I thought it might help to have a bit of explanation, too, especially if readers have some sense of the textual landscape for the NT. Not for nothing does the introduction to the Nestle-Aland edition point out that
The manuscript tradition for the Book of Revelation differs greatly from that of the other New Testament writings.1
The two textual traditions appear this way:

The image is taken from H.B. Swete's The Apocalypse of St. John... (3rd edn; Macmillan, 1911), p. 307.
The top line corresponds to the text adopted by the NIV, the bottom line is the KJV ("Majority") text version, or in the form typically seen in modern editions of the Greek NT:
[οἱ] πλύνοντες τὰς στολὰς αὐτῶν
those who wash their robes
[οἱ] ποιοῦντες τὰς ἐντολὰς αὐτοῦ
those who do his commandments
How to decide which is the original reading, though? Three considerations (at least) speak in favour of the "robes" rather than "commandments" reading (in descending order of significance):
- As noted by @fdb, the "oldest" manuscripts have this reading. The textual witnesses to the very difficult text of Revelation are fewer than in other NT books, however.2 The manuscript support for "robes" is in Sinaiticus, Alexandrinus (4th and 5th C respectively), and "about 15 minuscles", while the "commandments" reading is in the tenth C 046, most minuscles, and is reflected also in the Syriac* and Coptic tradition.

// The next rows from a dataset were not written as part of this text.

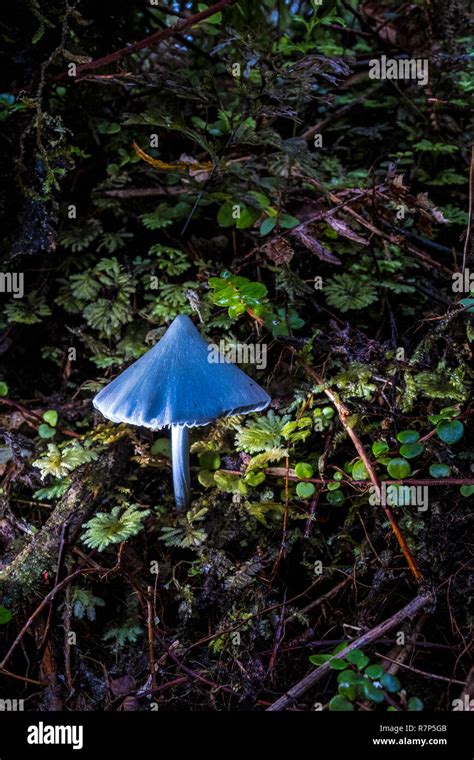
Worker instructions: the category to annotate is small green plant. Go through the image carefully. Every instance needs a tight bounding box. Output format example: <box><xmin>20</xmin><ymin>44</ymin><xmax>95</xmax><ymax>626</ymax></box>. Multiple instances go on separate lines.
<box><xmin>71</xmin><ymin>586</ymin><xmax>105</xmax><ymax>623</ymax></box>
<box><xmin>82</xmin><ymin>504</ymin><xmax>150</xmax><ymax>552</ymax></box>
<box><xmin>309</xmin><ymin>643</ymin><xmax>423</xmax><ymax>712</ymax></box>
<box><xmin>33</xmin><ymin>441</ymin><xmax>98</xmax><ymax>479</ymax></box>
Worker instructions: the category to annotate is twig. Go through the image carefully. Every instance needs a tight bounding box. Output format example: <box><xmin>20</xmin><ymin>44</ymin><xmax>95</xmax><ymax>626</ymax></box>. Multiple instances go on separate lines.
<box><xmin>375</xmin><ymin>652</ymin><xmax>466</xmax><ymax>686</ymax></box>
<box><xmin>267</xmin><ymin>594</ymin><xmax>433</xmax><ymax>712</ymax></box>
<box><xmin>52</xmin><ymin>0</ymin><xmax>236</xmax><ymax>81</ymax></box>
<box><xmin>267</xmin><ymin>589</ymin><xmax>286</xmax><ymax>676</ymax></box>
<box><xmin>462</xmin><ymin>145</ymin><xmax>474</xmax><ymax>274</ymax></box>
<box><xmin>287</xmin><ymin>346</ymin><xmax>422</xmax><ymax>581</ymax></box>
<box><xmin>165</xmin><ymin>645</ymin><xmax>241</xmax><ymax>697</ymax></box>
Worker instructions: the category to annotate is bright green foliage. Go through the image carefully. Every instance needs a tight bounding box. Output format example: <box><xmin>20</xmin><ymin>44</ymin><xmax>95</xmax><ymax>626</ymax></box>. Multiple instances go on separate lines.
<box><xmin>309</xmin><ymin>643</ymin><xmax>423</xmax><ymax>712</ymax></box>
<box><xmin>33</xmin><ymin>442</ymin><xmax>97</xmax><ymax>478</ymax></box>
<box><xmin>324</xmin><ymin>274</ymin><xmax>378</xmax><ymax>312</ymax></box>
<box><xmin>82</xmin><ymin>504</ymin><xmax>150</xmax><ymax>552</ymax></box>
<box><xmin>235</xmin><ymin>410</ymin><xmax>290</xmax><ymax>454</ymax></box>
<box><xmin>71</xmin><ymin>586</ymin><xmax>105</xmax><ymax>623</ymax></box>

- When John of Patmos speaks about "commandments", he uses τηρεῖν "to keep" rather than ποιεῖν "to do", as the KJV version has it. If the "commandments" reading was original, this would be an odd form of the phrase.
- In the context of 22:12 ("...I am coming soon, and my reward is with me to pay each one according to what he has done!"), scribes might be inclined towards prefering a "moral" sense in v. 14.

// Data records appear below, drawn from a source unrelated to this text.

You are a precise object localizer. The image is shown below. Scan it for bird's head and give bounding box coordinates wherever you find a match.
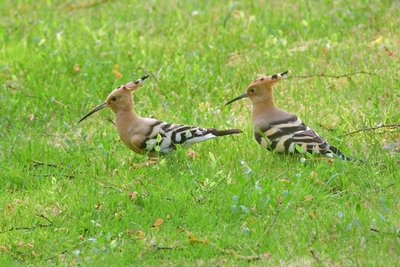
[225,71,288,105]
[78,75,149,123]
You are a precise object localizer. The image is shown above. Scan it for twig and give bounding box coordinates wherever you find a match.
[371,183,394,194]
[96,179,124,193]
[222,249,271,262]
[309,249,322,263]
[67,0,110,11]
[339,123,400,137]
[0,214,53,234]
[32,159,63,168]
[288,71,378,79]
[107,118,115,126]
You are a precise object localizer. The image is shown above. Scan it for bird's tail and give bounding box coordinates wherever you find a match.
[328,145,364,163]
[209,129,242,136]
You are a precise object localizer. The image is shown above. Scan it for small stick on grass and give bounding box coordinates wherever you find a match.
[339,123,400,137]
[288,71,378,79]
[309,249,322,263]
[32,159,63,168]
[0,214,53,234]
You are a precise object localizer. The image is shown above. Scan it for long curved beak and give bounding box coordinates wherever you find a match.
[78,102,107,123]
[225,93,248,106]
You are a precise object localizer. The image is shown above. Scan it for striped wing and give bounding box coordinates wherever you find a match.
[255,116,329,154]
[140,121,216,153]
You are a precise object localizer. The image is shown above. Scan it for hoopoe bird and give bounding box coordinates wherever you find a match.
[78,75,241,155]
[226,71,360,161]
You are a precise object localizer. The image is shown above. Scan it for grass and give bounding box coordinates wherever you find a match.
[0,0,400,266]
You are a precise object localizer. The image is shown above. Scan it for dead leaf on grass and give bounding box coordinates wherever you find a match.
[151,218,164,228]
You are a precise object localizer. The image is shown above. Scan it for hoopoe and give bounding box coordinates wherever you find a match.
[78,75,241,155]
[226,71,360,161]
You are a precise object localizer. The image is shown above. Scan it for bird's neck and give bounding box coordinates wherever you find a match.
[115,106,140,128]
[253,89,275,114]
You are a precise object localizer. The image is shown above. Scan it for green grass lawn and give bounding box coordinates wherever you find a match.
[0,0,400,266]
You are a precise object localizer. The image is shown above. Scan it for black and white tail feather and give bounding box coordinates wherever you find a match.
[140,121,242,154]
[254,115,363,163]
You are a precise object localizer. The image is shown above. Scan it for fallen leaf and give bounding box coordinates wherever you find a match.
[151,218,164,228]
[188,233,210,244]
[304,195,313,202]
[150,236,157,247]
[384,46,394,57]
[371,35,383,44]
[72,63,81,73]
[186,149,200,159]
[136,230,144,239]
[310,211,317,220]
[0,246,10,252]
[112,64,122,79]
[128,191,139,200]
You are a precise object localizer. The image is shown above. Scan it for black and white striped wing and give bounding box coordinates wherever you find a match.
[255,116,329,154]
[289,127,329,154]
[141,121,216,153]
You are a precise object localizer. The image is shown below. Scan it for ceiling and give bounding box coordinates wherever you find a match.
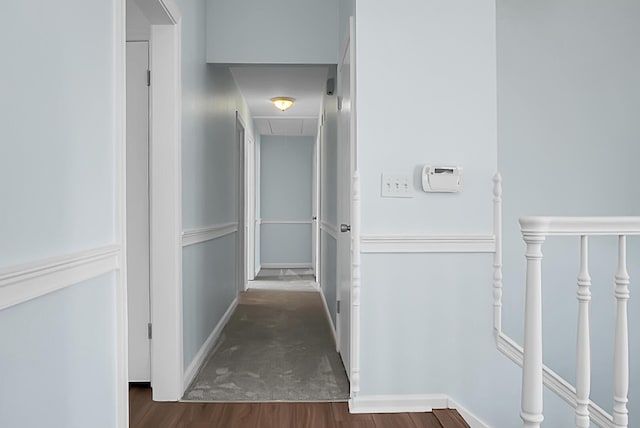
[231,65,329,136]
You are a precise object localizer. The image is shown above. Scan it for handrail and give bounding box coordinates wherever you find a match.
[520,217,640,428]
[520,216,640,236]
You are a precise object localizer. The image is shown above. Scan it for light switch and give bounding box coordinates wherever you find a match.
[381,174,413,198]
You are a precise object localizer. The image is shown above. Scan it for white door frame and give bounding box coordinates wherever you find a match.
[311,129,323,284]
[245,134,257,281]
[349,16,361,400]
[235,111,251,293]
[128,0,184,401]
[336,17,361,400]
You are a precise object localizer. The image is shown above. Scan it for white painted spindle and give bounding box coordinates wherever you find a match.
[613,235,630,428]
[520,235,545,428]
[493,173,502,337]
[576,235,591,428]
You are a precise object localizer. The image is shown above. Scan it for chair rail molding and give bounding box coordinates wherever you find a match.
[360,235,496,253]
[0,244,121,310]
[182,222,238,247]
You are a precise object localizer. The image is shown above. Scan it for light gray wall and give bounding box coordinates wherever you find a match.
[356,0,532,428]
[498,0,640,426]
[0,274,116,428]
[338,0,356,55]
[127,0,151,41]
[0,0,116,268]
[0,0,116,428]
[206,0,339,64]
[260,135,315,264]
[178,0,253,367]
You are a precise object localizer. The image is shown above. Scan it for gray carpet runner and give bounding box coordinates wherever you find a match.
[183,290,349,401]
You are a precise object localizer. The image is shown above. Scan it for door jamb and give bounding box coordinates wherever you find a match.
[128,0,184,401]
[235,110,251,292]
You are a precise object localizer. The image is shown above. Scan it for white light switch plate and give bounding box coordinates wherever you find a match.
[382,174,413,198]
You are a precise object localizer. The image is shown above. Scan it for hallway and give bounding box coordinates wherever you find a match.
[129,386,469,428]
[183,286,349,402]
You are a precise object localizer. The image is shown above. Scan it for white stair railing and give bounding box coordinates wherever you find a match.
[520,217,640,428]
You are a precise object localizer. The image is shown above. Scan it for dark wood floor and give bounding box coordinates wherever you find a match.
[129,386,469,428]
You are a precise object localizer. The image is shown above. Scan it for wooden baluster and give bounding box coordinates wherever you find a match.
[613,235,630,428]
[520,235,545,428]
[493,173,502,337]
[576,235,591,428]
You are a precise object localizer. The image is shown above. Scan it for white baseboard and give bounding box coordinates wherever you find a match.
[496,332,614,428]
[182,297,238,394]
[349,394,490,428]
[349,394,449,413]
[261,263,313,269]
[447,397,489,428]
[318,286,338,349]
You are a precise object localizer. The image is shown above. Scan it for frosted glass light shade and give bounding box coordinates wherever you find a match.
[271,97,295,111]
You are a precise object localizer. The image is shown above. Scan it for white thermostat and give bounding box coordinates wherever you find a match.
[422,165,462,193]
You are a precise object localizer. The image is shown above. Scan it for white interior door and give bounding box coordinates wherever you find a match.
[336,31,354,376]
[127,42,151,382]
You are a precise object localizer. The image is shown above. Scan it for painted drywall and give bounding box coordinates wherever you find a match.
[356,0,544,428]
[177,0,253,367]
[0,274,116,428]
[182,234,237,368]
[260,135,315,264]
[127,0,151,41]
[206,0,339,64]
[356,0,497,235]
[498,0,640,426]
[0,0,116,268]
[0,0,117,428]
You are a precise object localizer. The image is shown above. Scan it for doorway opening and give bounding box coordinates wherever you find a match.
[126,0,184,401]
[183,65,350,401]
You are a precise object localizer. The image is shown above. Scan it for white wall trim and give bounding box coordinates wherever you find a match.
[360,235,496,253]
[447,397,489,428]
[349,394,490,428]
[349,394,449,413]
[183,297,238,391]
[261,262,313,269]
[260,220,313,224]
[496,332,615,428]
[318,284,338,350]
[182,222,238,247]
[0,245,121,310]
[320,220,338,241]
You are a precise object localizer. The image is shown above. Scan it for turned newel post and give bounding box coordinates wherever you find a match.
[520,234,545,428]
[613,236,629,428]
[576,235,591,428]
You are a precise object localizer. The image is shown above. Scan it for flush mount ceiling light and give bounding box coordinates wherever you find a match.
[271,97,295,111]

* On the Syriac, see fdb's comment following this answer.
Cumulatively, Swete was justified in writing (see reference above) that
Upon the whole, then, πλύνοντες κτλ. ["washing etc."] may with some confidence be preferred; and it yields an admirable sense."
Notes
- Various editions of N-A have slightly different wording of this sentence (which appears in "2. The Greek Witnesses" sub "Consistently Cited Witnesses in Revelation"), but make the same point, always citing J. Schmid, Studien zur Geschichte des griechischen Apokalypse-Textes (3 vols; Munich, 1955/56). The discussion of James Moffat in the Expositor's Greek Testament (Hodder & Stoughton, 1897), vol. 5, pp. 281ff. is still well worth a read. His discussion of this precise textual point appears on p. 490, n. 2.
- This is the pay-off from the point in n. 1. See on this, Tobias Nicklas, "The Early Text of Revelation", in The Early Text of the New Testament ed. by C.E. Hill and M.J. Kruger (OUP, 2012), pp. 224-237.